Caerwys Welsh Presbyterian Church, including forecourt wall and gates is a Grade II listed building in the Flintshire local planning authority area, Wales. First listed on 19 July 2002. Church. 1 related planning application.
Caerwys Welsh Presbyterian Church, including forecourt wall and gates
- WRENN ID
- drifting-arch-grain
- Grade
- II
- Local Planning Authority
- Flintshire
- Country
- Wales
- Date first listed
- 19 July 2002
- Type
- Church
- Source
- Cadw listing
Description
The Caerwys Welsh Presbyterian Church is an early 19th-century chapel built in a simple Gothic style. The front of the chapel is constructed of snecked stone with dressed-stone voussoirs framing round-headed openings, and is topped by a slate roof with a conical ridge ventilator. It features two large windows containing small-pane, hornless sashes and tracery lights with intersecting Gothic glazing bars. The outer doorways have similar overlights and boarded doors. A central round-headed tablet between the windows records the chapel's founding and subsequent rebuilding. The side and rear walls are of rubble stone with larger quoins. Side walls each have a single window similar to the front, offset toward the rear, while the rear elevation has two similar windows.
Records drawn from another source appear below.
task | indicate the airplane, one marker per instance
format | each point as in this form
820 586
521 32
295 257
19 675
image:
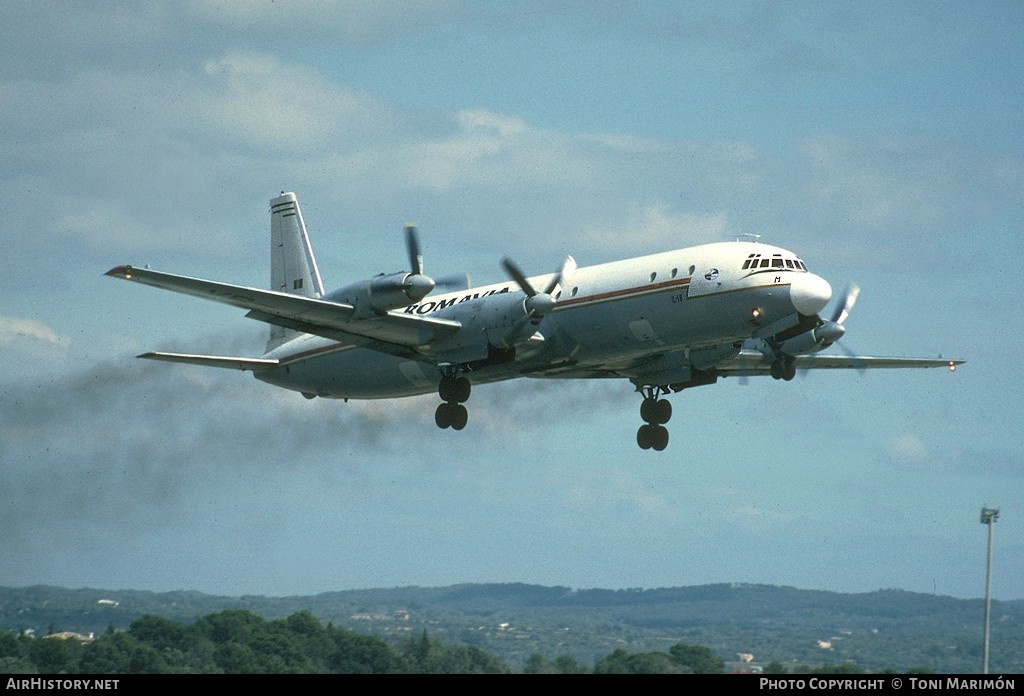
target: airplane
665 321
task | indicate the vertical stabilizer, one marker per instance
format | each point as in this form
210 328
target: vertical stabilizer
293 267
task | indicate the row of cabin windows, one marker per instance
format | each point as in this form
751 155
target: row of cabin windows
776 261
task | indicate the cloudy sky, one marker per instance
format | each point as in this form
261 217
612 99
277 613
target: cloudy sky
881 141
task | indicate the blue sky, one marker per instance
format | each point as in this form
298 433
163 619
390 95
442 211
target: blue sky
880 141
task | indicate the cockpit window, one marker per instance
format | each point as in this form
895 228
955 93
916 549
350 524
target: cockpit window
776 261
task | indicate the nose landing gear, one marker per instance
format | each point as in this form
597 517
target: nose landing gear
655 411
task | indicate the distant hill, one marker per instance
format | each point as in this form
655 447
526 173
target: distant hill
878 631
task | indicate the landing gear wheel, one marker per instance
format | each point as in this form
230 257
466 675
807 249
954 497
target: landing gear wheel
459 416
443 417
790 371
652 437
783 368
660 438
644 437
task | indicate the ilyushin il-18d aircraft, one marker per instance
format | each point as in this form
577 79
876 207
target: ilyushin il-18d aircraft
666 321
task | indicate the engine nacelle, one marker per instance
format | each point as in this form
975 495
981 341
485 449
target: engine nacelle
812 341
383 293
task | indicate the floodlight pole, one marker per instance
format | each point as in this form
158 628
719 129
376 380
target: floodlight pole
988 516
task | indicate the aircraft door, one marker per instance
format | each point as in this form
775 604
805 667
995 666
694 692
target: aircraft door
705 280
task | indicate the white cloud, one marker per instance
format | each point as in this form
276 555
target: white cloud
907 449
13 329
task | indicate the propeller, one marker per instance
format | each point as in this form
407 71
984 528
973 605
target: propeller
543 302
832 331
538 303
420 284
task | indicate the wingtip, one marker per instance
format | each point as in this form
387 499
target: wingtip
123 271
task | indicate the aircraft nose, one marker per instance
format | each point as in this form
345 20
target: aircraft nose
810 294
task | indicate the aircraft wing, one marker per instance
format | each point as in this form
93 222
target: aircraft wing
753 362
391 332
253 364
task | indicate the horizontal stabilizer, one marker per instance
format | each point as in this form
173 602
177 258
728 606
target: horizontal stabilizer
250 363
752 362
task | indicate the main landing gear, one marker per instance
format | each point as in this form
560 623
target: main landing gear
655 411
454 391
784 367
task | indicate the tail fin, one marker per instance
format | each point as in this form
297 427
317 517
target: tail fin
293 267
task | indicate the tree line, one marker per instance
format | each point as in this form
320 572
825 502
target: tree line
242 642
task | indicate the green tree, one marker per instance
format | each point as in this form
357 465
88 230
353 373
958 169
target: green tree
622 662
55 655
696 659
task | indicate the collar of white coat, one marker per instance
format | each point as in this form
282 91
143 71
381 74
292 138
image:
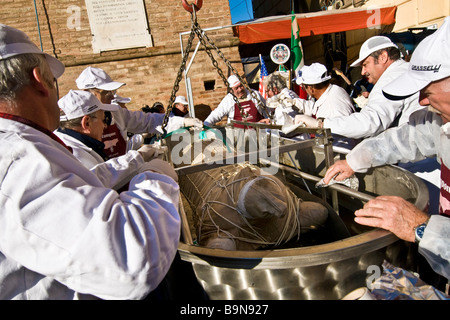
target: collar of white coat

A low, integral vestry is set back on the left side of the front, featuring a brick stack at one end and a segmental-headed, small-pane, hornless sash window in both front and rear walls. To the right of the main chapel’s front is a short link leading to a gabled school room with pebble-dashed walls and a slate roof. The link contains a vestibule and double-panelled doors. The school room's three windows have horned sashes under round heads with intersecting Gothic glazing bars; the central window is larger, and the Gothic glazing bars form an overlight. The right side wall of the school room has two horned sash windows beneath the eaves, and behind this is a lower kitchen projection with an end stack, a horned sash window, and a boarded door to its left.
A dwarf forecourt wall of rock-faced stone, topped with cast iron railings, stands in front of the chapel. It features central freestone piers with pyramidal caps and double iron gates. A rubble-stone return wall is at the left end of the forecourt, and the wall is attached to a rubble-stone boundary wall on the right.
Inside the chapel, small vestibules have panelled doors and diaper floor tiles. The main chapel has a panelled ceiling and a continuous moulded impost band. The set fawr (choir area) has panelled backing below an open balustrade, and the splayed pulpit has matching detail. Behind the pulpit is a wood-panelled reredos, and the pews have moulded ends. The school room has a single collar-beam truss.